Hi! Could you please explain mathematically how backprop is done in Resnet? To be honest, from the content of the course I didn’t understand how backprop skips the layers and how gradients are calculated mathematically. I’ll appreciate your help!
It’s an interesting question, but it is not covered at all in the course material. Note that by this time in the course, we are doing everything using TensorFlow and Keras. One of the advantages of TF is that it handles the training and backpropagation automatically for us and we only have to specify what the forward propagation flow is and what optimization method to use and they take care of the rest for us “under the covers”. In the case of any network architecture with “skip” connections, the computational graph is more complicated: there are now nodes in the graph that have two outputs and others with two inputs. So each forward connection between two nodes is a function and it has a derivative, which is computed by doing finite differences as you are running forward propagation. Then during back prop it applies the computed gradients. So at the node which sprouts the skip connection and the “straight through” connection, you’ll have two outputs during forward prop and two inputs during back prop. Presumably they either add or average the gradients when they apply them to the originating node.

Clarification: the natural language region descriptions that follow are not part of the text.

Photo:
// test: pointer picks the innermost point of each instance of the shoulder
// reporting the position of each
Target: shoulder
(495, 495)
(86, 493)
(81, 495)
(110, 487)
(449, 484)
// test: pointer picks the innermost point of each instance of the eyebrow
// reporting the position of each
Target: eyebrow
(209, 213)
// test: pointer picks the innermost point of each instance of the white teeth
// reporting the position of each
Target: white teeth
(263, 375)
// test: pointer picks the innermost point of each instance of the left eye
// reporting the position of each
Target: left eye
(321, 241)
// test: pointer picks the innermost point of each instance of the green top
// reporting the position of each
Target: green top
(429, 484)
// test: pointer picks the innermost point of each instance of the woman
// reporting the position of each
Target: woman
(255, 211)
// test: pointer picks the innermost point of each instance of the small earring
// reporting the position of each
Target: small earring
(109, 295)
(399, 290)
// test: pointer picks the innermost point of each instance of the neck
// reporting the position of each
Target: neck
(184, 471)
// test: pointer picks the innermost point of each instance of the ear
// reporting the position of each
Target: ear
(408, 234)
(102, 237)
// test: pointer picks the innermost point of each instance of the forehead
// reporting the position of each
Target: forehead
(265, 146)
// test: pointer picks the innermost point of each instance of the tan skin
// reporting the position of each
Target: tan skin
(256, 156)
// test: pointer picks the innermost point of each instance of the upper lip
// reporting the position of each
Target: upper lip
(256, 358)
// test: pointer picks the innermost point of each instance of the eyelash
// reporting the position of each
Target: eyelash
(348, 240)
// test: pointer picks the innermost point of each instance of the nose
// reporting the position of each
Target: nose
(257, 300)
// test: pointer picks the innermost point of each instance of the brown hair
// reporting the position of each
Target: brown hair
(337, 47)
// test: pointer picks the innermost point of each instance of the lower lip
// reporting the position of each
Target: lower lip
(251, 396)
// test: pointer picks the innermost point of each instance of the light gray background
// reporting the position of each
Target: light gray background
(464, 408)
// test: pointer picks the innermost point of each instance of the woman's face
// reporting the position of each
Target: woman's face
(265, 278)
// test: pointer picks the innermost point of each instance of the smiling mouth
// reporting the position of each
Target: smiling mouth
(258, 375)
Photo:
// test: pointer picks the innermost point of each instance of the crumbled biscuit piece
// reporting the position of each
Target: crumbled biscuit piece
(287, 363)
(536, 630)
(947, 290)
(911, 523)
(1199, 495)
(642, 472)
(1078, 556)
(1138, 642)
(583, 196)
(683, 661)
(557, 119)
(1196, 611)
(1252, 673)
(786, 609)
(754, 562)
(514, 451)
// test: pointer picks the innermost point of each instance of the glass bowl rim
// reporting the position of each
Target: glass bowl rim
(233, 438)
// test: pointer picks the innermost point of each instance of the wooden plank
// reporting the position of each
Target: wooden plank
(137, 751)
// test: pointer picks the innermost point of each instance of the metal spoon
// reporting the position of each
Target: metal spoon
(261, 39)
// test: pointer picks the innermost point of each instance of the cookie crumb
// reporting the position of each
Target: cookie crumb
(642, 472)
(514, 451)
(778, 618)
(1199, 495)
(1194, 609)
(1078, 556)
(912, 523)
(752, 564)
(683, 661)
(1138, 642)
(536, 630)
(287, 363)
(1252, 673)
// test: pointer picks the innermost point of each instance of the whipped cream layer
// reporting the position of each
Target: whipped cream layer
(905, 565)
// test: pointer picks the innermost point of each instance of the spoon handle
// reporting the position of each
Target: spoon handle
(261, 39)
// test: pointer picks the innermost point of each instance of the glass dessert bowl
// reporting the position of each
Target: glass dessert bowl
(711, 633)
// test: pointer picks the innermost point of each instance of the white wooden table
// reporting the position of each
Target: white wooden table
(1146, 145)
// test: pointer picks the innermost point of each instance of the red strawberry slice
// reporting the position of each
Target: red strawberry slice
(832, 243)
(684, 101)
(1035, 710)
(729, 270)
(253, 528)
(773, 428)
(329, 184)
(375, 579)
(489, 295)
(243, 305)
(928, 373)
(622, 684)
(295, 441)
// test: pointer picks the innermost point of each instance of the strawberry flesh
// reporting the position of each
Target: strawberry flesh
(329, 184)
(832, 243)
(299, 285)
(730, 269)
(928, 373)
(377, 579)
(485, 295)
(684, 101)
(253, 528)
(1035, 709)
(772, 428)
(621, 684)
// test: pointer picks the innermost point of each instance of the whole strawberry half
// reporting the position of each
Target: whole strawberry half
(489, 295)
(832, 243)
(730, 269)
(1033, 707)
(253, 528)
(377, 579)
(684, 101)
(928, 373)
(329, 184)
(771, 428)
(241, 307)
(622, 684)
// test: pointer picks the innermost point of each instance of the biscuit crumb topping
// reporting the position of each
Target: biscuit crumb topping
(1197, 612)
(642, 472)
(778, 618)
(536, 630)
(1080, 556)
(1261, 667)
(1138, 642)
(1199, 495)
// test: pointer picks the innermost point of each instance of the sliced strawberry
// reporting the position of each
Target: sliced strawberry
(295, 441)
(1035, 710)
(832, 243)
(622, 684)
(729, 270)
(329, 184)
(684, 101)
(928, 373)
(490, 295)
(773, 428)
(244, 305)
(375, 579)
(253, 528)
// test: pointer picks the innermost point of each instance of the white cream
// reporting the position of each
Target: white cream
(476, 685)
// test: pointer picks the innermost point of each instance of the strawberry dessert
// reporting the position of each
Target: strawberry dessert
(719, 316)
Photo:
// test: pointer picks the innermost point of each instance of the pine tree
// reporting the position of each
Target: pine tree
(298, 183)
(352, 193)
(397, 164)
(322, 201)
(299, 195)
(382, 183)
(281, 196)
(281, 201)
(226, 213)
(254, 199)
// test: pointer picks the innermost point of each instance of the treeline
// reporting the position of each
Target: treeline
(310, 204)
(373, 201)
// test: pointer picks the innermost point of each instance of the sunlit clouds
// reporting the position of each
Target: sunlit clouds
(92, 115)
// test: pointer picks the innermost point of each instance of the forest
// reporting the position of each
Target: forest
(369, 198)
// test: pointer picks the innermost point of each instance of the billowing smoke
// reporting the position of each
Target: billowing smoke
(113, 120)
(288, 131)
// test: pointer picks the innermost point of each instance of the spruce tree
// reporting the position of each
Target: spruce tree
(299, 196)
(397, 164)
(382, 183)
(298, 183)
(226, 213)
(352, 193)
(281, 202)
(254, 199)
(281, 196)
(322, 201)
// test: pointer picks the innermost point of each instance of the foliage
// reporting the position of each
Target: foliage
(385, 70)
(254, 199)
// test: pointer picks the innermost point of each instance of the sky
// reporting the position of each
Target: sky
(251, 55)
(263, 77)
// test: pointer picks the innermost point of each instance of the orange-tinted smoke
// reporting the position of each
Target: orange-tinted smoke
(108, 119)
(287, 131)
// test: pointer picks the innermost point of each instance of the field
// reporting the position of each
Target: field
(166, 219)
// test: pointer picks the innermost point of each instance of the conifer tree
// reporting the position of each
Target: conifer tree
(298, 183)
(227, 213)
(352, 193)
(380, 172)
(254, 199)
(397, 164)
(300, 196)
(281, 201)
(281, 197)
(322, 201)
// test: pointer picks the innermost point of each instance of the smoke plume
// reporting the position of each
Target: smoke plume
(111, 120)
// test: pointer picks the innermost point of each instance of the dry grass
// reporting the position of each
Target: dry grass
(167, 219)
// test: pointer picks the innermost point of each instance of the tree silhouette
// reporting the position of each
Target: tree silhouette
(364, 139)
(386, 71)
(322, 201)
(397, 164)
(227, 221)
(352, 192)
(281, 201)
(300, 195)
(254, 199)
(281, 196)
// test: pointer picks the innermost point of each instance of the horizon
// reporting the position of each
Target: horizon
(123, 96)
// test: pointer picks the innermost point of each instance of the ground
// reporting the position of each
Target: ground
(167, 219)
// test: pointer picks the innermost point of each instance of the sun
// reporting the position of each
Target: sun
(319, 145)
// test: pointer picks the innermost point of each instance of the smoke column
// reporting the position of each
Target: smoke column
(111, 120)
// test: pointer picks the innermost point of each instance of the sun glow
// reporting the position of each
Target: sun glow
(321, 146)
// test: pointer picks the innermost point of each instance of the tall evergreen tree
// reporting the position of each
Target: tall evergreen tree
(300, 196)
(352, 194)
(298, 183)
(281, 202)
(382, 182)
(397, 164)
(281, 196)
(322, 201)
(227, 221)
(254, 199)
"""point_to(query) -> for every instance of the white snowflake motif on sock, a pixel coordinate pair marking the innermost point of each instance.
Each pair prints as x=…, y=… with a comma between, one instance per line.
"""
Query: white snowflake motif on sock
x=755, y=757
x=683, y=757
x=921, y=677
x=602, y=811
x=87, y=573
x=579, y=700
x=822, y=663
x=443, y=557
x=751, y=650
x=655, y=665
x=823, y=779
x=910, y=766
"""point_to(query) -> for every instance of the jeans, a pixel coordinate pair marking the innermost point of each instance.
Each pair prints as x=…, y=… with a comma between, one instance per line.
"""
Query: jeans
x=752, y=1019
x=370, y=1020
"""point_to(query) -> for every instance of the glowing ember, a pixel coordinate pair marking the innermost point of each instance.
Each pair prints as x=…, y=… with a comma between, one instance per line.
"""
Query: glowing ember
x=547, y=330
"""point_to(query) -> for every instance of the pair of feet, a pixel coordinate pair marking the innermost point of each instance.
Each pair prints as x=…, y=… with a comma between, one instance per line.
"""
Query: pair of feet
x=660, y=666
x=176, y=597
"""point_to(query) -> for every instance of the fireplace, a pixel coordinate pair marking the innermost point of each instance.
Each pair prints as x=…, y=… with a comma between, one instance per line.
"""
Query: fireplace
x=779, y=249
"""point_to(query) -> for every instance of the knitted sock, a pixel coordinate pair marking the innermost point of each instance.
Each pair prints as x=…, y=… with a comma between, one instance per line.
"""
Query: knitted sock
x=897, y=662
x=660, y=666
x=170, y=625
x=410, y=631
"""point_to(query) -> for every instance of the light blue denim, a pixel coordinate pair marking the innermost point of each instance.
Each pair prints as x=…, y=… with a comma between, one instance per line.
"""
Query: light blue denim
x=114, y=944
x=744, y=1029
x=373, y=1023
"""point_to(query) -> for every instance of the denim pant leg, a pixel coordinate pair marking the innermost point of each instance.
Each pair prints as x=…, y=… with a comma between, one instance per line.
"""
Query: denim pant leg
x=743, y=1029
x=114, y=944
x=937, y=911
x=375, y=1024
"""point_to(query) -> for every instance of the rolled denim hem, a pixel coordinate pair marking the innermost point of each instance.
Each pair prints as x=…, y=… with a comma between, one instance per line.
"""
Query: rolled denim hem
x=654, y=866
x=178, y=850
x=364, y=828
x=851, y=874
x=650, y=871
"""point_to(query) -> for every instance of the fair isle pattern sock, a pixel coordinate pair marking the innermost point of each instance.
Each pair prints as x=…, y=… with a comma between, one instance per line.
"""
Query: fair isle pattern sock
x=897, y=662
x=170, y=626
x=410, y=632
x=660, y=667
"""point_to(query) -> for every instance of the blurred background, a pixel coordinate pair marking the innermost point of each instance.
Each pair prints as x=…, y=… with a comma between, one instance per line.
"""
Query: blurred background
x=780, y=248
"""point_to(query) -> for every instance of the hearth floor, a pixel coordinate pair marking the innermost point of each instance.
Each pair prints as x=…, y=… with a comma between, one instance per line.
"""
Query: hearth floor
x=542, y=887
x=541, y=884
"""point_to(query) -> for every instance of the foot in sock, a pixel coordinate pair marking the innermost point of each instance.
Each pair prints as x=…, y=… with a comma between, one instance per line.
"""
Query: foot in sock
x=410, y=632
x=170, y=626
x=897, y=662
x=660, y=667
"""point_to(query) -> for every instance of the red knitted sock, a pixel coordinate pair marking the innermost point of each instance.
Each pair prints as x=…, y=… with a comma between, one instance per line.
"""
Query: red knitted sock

I am just saying the above on general principles. I have not read the ResNet paper. If you want to know more, the two approaches would be to read the ResNet paper and see if they address this point and to look at the gradient tape documentation in TF and see if they say anything about this type of issue.
Hello @Liudmila_Kiseleva,
As Paul suggested, if you google how tensorflow gradient tape calculates gradient, you should be able to find that they do it using the “reverse mode differentiation”. I have read about it before, so I would like to share this article with you about it. The article has an example which also contains a skip connection, and I think you will be happy to see that if Resnet is your concern
Cheers,
Raymond